Battlefront II busted out of the gates with 14 playable heroes right away, but 9 of those (Darth Vader, Luke Skywalker, Han Solo, Leia, Chewbacca, Lando, and Bossk) were ported over from the previous game and its DLC. Sure, these characters were tweaked a bit from their original forms, but they weren’t built completely from scratch; they were at least partially created using existing assets from the previous game. While I think it’s totally fine to re-use assets when it makes sense, this means we only saw 5 new characters join the roster in November of 2017 when Battlefront II came out.
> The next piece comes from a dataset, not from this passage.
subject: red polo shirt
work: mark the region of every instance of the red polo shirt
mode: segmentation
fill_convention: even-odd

And only two of the new characters — Yoda and Darth Maul — represent the Prequel era. Where are the arguably more important characters, like Obi-Wan Kenobi, Anakin Skywalker, Mace Windu, Count Dooku, and General Grievous?

Battlefront 2 Multiplayer Game Modes

As for game modes, the real bread and butter of Battlefront 2015, BF2015 launched with 9 game modes, with a 10th added about a month later, and a new one added with each of the four major DLC updates. That’s a total of 14. BF2017, on the other hand, launched with 5, with some of the most popular game modes — like Walker Assault and Cargo — completely absent.

I also think it’s fair to have expected more in the way of cosmetic customization. BF2015 had several different skins to choose from, many of which allowed you to play as alien races such as Sullustan, Duros, and Twi’lek. BF2017 includes alternate skins for three heroes — Kylo Ren, Rey, and Han Solo.

Battlefront 2 Kylo Ren Skin

The strange thing is that the skeleton of a customization system is in place. Presumably, the developers at DICE didn’t have enough time to full implement the system in time for launch, but they were still obligated to offer alternate looks for Rey and Kylo Ren since those were pre-order bonuses. This makes the lack of customization all the more noticeable.

On top of all of this, there are several small, simple things that feel neglected. Why aren’t Sequel-era skins available for OT characters like Luke, Han, and Leia? Why can we face a young Han Solo against an adult Kylo Ren, as if they’re close to the same age instead of father and son? Why do the Separatists have two separate versions of the B2 Super Battle Droid instead of having Droidekas? Why aren’t Gungans available on Naboo instead of Wookie Warriors? Why are Wookie Warriors defending Kamino at all? Where is all the Prequel-era stuff in general?

On paper, Battlefront II looks like it has a ton of content. But once you’ve played it for a while, that facade begins to melt away. It’s all just meaningless numbers, boxes checked on a features list. While the core gameplay is phenomenal, the content lacks the depth that would give it any real staying power.

Battlefront 2 Luke Vs Vader

Hopefully future content updates — all of which are promised to be free — can alleviate this. There’s plenty of room to improve, upgrade, and add. My fingers are crossed, because I’ve adored this series since way back in 2004 when the original Star Wars: Battlefront by Pandemic Studios came out.

But I’m not so sure. Because this game relies so heavily on assets from the previous game, there’s an obvious imbalance that can’t be easily fixed. Even if EA and DICE were willing to bring in more content from the previous game — which I’d be thrilled about, to be honest — it would all be OT content. The first game, after all, was based entirely around the OT era. So the easiest solution — porting over old content — throws the balance off even further. It would be absurd to offer Sullust or Bespin as free DLC when Obi-Wan and Anakin are still absent, because OT would begin to outweigh the other two trilogies combined while ignoring some of the main characters from the Prequels.

But we’ll have to wait and see what happens. I’d love it if DICE could put out an enormous batch of Clone Wars content in early 2018, which would allow them to port over more OT stuff (and even Rogue One stuff, as much as I hate to say it) later on without this feeling like a mostly-OT-era game.

My fingers are crossed, but I’m ready to move on if I have to. After all, there are plenty of other games I need to finish.